The programme revolves around a series of live conversations between filmmakers from very different parts of the world, who nonetheless share certain aspects of perspective and approaches to filmmaking.

“Our programme this year has an incredible geographical reach right from the Canadian Arctic to Brazil and Burkino Faso,” said Chambers. “In an ordinary year the chances of us being able to bring directors like John Sayles and Zacharias Kunuk over to Scotland to take part in a modest event like ours are very small, but being online has opened up amazing opportunities to not only bring filmmakers to us but to each other as well.”

He added that bringing the filmmakers together provided a chance to explore the idea of a folk cinema.

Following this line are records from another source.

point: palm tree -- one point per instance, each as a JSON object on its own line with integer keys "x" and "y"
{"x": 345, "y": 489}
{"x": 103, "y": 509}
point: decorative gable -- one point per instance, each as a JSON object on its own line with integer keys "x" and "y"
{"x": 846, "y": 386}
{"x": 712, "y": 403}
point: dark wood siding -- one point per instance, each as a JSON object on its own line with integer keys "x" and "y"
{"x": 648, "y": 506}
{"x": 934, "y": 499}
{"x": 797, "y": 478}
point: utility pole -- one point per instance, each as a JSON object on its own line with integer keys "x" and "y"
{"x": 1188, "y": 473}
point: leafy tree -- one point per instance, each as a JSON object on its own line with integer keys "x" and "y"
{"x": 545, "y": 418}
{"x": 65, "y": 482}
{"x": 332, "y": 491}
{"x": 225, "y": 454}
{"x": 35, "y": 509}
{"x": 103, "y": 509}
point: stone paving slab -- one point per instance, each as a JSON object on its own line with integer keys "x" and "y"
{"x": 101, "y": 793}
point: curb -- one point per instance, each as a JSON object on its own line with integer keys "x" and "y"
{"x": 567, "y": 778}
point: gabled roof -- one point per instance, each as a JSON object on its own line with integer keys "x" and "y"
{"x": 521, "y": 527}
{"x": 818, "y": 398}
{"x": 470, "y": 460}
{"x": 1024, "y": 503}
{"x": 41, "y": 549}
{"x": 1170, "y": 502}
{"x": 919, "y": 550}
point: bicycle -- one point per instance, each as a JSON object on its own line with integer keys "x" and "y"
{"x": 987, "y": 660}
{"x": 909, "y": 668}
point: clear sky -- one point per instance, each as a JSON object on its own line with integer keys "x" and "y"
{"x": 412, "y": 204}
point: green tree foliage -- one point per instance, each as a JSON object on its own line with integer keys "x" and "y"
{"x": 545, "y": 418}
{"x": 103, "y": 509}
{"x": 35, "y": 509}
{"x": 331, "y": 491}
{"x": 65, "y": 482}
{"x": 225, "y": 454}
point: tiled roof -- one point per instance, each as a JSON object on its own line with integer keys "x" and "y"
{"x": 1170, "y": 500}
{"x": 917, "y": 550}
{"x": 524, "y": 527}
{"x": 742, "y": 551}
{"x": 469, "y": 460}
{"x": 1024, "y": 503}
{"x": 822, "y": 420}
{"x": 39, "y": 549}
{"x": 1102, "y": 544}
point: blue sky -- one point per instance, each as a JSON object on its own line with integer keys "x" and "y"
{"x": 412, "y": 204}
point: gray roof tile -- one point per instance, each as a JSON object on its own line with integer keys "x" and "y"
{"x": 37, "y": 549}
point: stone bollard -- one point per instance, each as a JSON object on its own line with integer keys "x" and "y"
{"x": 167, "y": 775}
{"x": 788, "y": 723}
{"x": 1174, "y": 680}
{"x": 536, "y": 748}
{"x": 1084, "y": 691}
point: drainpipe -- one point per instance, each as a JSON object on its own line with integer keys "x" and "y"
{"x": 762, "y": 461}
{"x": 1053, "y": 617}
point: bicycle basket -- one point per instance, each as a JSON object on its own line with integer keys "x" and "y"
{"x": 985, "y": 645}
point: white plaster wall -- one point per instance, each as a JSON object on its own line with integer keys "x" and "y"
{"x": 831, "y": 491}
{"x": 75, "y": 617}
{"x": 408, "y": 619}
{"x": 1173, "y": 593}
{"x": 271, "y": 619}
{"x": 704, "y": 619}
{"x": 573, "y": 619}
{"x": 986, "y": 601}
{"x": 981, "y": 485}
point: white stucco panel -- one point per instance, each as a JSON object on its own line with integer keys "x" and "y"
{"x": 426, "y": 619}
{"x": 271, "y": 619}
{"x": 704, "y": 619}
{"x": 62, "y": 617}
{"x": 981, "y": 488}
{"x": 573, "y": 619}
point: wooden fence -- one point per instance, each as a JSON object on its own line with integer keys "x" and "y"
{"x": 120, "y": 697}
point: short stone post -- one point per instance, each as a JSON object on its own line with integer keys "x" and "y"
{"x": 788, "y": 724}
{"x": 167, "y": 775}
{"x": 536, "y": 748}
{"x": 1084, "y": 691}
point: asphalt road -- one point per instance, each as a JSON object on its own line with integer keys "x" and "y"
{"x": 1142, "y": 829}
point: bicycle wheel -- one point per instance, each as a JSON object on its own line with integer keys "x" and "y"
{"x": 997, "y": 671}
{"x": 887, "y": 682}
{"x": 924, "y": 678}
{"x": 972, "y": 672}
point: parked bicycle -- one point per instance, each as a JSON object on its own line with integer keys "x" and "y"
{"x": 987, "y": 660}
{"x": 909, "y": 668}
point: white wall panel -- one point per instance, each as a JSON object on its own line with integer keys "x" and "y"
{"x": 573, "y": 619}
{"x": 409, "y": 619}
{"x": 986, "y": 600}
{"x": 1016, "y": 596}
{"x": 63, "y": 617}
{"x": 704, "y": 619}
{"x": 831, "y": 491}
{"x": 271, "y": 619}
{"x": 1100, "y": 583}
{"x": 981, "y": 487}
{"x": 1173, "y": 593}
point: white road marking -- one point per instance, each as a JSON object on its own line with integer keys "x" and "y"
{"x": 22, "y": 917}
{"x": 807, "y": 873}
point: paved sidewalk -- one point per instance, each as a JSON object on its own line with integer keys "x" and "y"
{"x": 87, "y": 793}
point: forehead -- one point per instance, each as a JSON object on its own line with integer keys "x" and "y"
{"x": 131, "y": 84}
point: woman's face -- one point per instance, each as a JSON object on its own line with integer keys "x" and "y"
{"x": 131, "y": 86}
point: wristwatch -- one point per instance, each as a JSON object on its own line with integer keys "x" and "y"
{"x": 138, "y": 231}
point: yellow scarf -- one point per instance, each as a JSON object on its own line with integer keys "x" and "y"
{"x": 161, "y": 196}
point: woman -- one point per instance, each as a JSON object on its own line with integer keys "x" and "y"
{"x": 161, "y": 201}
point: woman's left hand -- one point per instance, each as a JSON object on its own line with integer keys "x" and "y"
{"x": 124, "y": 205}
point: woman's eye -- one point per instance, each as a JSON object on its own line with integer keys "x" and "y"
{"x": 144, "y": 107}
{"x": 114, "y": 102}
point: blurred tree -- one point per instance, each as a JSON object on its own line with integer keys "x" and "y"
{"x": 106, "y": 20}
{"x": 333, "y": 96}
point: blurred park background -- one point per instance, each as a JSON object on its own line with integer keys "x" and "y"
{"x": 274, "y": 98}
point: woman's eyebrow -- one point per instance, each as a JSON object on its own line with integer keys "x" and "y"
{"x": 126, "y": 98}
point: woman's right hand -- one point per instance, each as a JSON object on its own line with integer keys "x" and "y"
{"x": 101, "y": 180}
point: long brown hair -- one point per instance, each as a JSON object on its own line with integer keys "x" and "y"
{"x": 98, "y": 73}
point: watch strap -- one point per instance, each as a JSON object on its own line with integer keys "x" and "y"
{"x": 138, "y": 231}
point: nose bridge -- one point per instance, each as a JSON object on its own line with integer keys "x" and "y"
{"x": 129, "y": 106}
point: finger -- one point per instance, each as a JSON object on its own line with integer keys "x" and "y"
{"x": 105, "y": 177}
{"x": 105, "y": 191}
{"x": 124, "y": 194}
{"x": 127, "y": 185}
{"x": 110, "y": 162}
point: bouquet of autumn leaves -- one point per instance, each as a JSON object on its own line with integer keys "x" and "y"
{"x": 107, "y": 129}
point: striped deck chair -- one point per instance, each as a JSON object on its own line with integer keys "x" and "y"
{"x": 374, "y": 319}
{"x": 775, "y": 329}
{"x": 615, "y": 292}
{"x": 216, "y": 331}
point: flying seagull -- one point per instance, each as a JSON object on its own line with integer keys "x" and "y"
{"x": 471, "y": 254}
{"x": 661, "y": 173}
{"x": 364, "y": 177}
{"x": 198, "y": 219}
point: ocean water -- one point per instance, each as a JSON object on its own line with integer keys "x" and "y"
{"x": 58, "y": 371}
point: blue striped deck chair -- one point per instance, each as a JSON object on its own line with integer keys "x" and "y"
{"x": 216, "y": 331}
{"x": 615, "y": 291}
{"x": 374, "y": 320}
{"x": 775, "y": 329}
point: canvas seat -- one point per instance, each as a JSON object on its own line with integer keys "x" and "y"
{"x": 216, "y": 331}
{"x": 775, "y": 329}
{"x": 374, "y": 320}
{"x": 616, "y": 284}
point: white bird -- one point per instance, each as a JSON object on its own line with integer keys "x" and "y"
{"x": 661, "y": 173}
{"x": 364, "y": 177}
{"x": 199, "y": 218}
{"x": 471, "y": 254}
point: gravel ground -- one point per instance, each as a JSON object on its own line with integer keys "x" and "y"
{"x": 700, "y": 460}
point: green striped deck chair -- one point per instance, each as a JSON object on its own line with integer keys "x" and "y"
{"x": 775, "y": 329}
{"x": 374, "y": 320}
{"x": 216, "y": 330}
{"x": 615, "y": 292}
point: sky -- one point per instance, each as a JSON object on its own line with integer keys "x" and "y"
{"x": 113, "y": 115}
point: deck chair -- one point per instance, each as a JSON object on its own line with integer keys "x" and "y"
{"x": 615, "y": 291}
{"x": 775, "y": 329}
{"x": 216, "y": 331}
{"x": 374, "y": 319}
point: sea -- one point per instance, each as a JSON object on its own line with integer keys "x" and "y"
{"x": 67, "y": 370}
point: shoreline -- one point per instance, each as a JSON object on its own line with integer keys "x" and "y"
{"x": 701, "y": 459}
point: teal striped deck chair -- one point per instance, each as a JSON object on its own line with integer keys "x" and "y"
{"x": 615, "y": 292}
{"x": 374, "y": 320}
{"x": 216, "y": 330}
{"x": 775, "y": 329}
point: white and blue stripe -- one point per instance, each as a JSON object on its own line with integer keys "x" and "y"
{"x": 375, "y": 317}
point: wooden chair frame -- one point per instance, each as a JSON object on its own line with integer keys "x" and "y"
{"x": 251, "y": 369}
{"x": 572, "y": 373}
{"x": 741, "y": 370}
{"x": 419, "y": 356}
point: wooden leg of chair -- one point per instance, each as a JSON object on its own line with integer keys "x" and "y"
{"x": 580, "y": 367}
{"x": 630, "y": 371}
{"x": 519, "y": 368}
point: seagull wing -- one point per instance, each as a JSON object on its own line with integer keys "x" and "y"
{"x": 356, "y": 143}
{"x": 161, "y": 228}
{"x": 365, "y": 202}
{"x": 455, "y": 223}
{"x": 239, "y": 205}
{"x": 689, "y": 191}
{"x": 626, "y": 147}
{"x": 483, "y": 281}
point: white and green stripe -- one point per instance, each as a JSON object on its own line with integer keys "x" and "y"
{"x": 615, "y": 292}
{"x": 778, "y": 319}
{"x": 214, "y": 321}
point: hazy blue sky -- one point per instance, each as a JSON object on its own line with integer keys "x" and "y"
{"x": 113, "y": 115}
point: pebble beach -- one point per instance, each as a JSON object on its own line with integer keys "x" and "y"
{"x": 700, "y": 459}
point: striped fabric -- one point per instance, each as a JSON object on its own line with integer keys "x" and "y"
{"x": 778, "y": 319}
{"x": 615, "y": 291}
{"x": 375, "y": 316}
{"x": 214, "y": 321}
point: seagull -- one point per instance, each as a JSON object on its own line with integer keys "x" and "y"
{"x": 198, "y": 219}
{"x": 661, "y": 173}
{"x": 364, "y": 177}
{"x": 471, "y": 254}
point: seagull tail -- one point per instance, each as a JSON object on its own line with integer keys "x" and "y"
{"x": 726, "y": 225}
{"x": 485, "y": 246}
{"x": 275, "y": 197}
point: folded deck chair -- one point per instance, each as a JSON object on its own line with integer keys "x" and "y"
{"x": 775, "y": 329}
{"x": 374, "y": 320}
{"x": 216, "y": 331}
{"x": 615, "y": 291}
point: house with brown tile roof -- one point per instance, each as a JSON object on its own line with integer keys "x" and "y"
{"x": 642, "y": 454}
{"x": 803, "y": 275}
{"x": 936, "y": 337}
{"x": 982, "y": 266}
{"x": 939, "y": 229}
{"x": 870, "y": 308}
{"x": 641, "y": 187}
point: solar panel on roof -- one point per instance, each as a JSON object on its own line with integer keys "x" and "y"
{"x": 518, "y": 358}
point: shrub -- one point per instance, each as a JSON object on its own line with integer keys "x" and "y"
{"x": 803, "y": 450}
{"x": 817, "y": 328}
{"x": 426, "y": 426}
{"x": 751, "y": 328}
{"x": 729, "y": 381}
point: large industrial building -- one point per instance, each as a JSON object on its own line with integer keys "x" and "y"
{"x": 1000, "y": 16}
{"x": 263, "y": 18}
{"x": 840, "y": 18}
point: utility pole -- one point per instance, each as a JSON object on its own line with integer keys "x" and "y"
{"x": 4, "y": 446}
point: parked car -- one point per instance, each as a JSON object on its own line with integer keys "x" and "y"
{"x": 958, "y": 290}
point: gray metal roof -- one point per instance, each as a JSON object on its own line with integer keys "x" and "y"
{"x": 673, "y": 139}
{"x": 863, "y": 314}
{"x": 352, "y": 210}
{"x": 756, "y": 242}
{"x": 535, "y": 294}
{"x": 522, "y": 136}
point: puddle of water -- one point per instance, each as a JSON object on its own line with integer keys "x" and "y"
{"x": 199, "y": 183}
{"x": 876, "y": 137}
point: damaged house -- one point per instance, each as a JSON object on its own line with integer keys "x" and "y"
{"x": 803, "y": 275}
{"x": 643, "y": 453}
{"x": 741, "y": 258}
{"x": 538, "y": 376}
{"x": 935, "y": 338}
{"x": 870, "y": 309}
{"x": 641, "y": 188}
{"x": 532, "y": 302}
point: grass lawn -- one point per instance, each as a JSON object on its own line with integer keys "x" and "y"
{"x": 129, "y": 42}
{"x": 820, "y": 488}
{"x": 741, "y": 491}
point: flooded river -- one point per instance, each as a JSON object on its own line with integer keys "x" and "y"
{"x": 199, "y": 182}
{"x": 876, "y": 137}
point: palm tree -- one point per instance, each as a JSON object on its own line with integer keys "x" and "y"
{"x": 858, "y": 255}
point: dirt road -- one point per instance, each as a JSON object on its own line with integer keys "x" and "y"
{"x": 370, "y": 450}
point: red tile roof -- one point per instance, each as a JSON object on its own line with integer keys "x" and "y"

“Doing it online this year with this degree of ambition allows us to really open that conversation up to some of the filmmakers that gave rise to our notion of a folk cinema in the first place – people John Sayles who make films about the labour movement, for example.”

The festival is structured around the conversations, with films by these filmmakers included so that audiences can watch their work and then attend the conversations where they will have the opportunity to ask questions.

As always, connections between cinema and music will be explored too, with the likes of the US’s Bonnie “Prince” Billy in conversation with Scotland’s Mairi Campbell.

The Kenmure Street panel discussion will be led by Bella Caledonia’s Iona Lee and Jim Monaghan and feature a panel including human rights lawyer Aamer Anwar, local activist and Kenmure resident Fatima Uygun and co-founder of the Glasgow Girls Roza Salih.

The films include Amussu, which was made collectively by Nadir Bouhmouch with the Imider community in southeast Morocco and chronicles a courageous act of community resistance when women, men and children came together to shut down the water pipeline to Africa’s biggest silver mine in order to stop it drying out their almond groves and destroying their oasis. Filmed eight years later, Amussu follows the villagers as they consider an ongoing resistance cobbled together from the few means at their disposal: songs, weekly assemblies, a flimsy camera, a film festival and endless ingenuity.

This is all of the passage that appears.